Thirteen Covid-19 patients died in a hospital fire on Friday in the latest tragedy to hit India's health care system as it buckles under a devastating wave of infections.
The outbreak has been blamed on a new virus variant and lax government rules allowing huge religious and political gatherings to take place in recent months.
The latest fire broke out in the hospital in the outskirts of Mumbai at around 3:00 am (2130 GMT), a local official told AFP. It has since been put out and the cause was being investigated.
"There were 17 patients inside when a fire broke out in the ICU of Vijay Vallabh Hospital, out of which 13 died and four have been shifted to other facilities," fire department official Morrison Khavari said.
India's health care system has long suffered from underfunding and the new Covid outbreak has seen critical shortages in oxygen, drugs and hospital beds, sparking desperate pleas for help.
Earlier this week, 22 Covid-19 patients died at another hospital in the same state when the oxygen supply to their ventilators was disrupted by a leak.
And four patients died when a blaze broke out in a private hospital in Maharashtra earlier this month.

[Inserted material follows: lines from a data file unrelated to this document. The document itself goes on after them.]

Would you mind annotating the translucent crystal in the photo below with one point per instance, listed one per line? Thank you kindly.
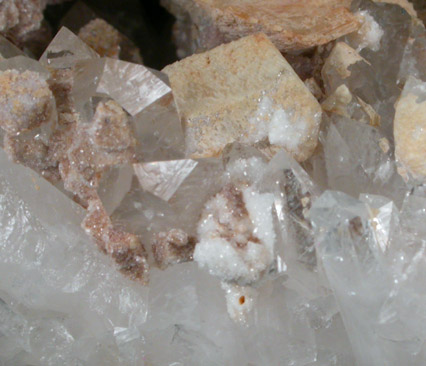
(70, 297)
(163, 179)
(65, 50)
(364, 164)
(409, 129)
(133, 86)
(114, 185)
(23, 63)
(146, 214)
(159, 131)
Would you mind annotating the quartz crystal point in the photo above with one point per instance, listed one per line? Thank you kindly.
(65, 50)
(163, 179)
(48, 267)
(131, 85)
(294, 192)
(205, 24)
(410, 130)
(364, 164)
(8, 49)
(244, 91)
(372, 259)
(159, 131)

In March a fire at a Mumbai clinic killed 11.
India has recorded around four million new infections this month alone, dashing hopes at the start of the year that the country may have weathered the worst of the pandemic.

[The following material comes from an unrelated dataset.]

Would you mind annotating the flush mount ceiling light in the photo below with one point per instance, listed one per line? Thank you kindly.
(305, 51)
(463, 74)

The surge in infections has been partially blamed on large-scale outdoor events including the vast Kumbh Mela gathering in Haridwar, which between January and this week attracted an estimated 25 million Hindu pilgrims, mostly without masks or social distancing.
The capital New Delhi continues to be among the worst hit, with hundreds of thousands of new infections and many new hospitalizations in the last few days.